Do It Yourself: Train your Dog to Obey You

Of all pets, dogs are known to be the closest ones to humans; thieves included. In the thieves’ case, the dog is even much closer, only that instead of licking: it bites! Dogs record history daily by being babysitters, walking the blind, saving people, going on rescue missions, and keeping us safe. So loyal are these pets that they will deliver drugs for their cunning masters.

In the light of these, establishing an early union with your dog is quite an importance. To assist in this, here are the three basic tricks you can use to train your dog to make your pet obey you.

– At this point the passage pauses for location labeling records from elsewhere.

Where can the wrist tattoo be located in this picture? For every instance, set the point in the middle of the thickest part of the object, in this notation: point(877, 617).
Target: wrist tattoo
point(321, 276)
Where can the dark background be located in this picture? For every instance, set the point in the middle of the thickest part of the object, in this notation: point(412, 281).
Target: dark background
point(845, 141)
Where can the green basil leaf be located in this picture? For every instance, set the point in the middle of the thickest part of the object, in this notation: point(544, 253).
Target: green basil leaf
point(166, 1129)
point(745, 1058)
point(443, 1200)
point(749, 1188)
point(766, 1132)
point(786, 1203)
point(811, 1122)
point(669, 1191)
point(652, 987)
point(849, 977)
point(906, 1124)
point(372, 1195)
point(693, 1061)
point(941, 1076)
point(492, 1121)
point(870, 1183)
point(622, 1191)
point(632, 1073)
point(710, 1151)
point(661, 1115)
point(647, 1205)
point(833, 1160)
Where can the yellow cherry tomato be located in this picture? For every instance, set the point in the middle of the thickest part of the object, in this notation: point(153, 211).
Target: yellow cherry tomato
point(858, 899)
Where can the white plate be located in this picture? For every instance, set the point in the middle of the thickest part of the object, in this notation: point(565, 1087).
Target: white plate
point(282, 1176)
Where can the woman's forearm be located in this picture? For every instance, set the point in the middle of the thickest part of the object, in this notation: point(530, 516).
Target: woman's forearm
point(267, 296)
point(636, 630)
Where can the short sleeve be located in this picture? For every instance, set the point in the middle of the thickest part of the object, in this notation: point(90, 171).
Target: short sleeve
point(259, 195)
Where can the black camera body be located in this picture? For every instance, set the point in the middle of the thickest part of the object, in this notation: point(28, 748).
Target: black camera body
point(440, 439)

  1. Try and level yourself with the dog by squatting or kneeling.
  2. Hold a treat next to its muzzle (nose) and as it stretches to get it, raise it out of reach.
  3. When its behind has touched the ground, let it have the treat and say the words, “sit.” Appreciate it with hugs, pats, or lovely words.
  4. Repeat this severally especially during meal or games time.


  1. Make your dog accustomed to dragging the line attached to his collar.
  2. After it is comfortable with it, hold the line and follow the puppy wherever he goes.
  3. At some point, say the word, “come” then stop immediately and go backwards gently. When the dog turns around and follows you, reward it with a treat and encourage it in a way of your choice.
  4. Repeat this until the puppy is tired or bored. Then wait for another appropriate chance.

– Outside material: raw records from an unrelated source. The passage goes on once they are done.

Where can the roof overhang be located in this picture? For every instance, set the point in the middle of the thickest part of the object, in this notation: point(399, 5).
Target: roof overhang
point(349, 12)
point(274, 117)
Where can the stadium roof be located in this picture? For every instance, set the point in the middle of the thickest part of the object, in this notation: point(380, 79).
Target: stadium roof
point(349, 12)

  1. Hold its favorite snack in your hand.
  2. With a clasped hand, let the dog smell, but not get the treat. As he lunges forward to receive it, move your hand down until it reaches the floor. The dog’s head should be on the ground as well.
  3. Once on the floor, move the hand forwards and away from the dog. As it moves its head to follow your hand, the body will stretch out.
  4. When the dog is stretched out flat, release the treat and say the word, “down.”
  5. Repeat the command until the puppy enjoys it and can do it without receiving a snack.

These are only the basic skills that a dog needs to learn. More complex commands may require extra time or professional assistance.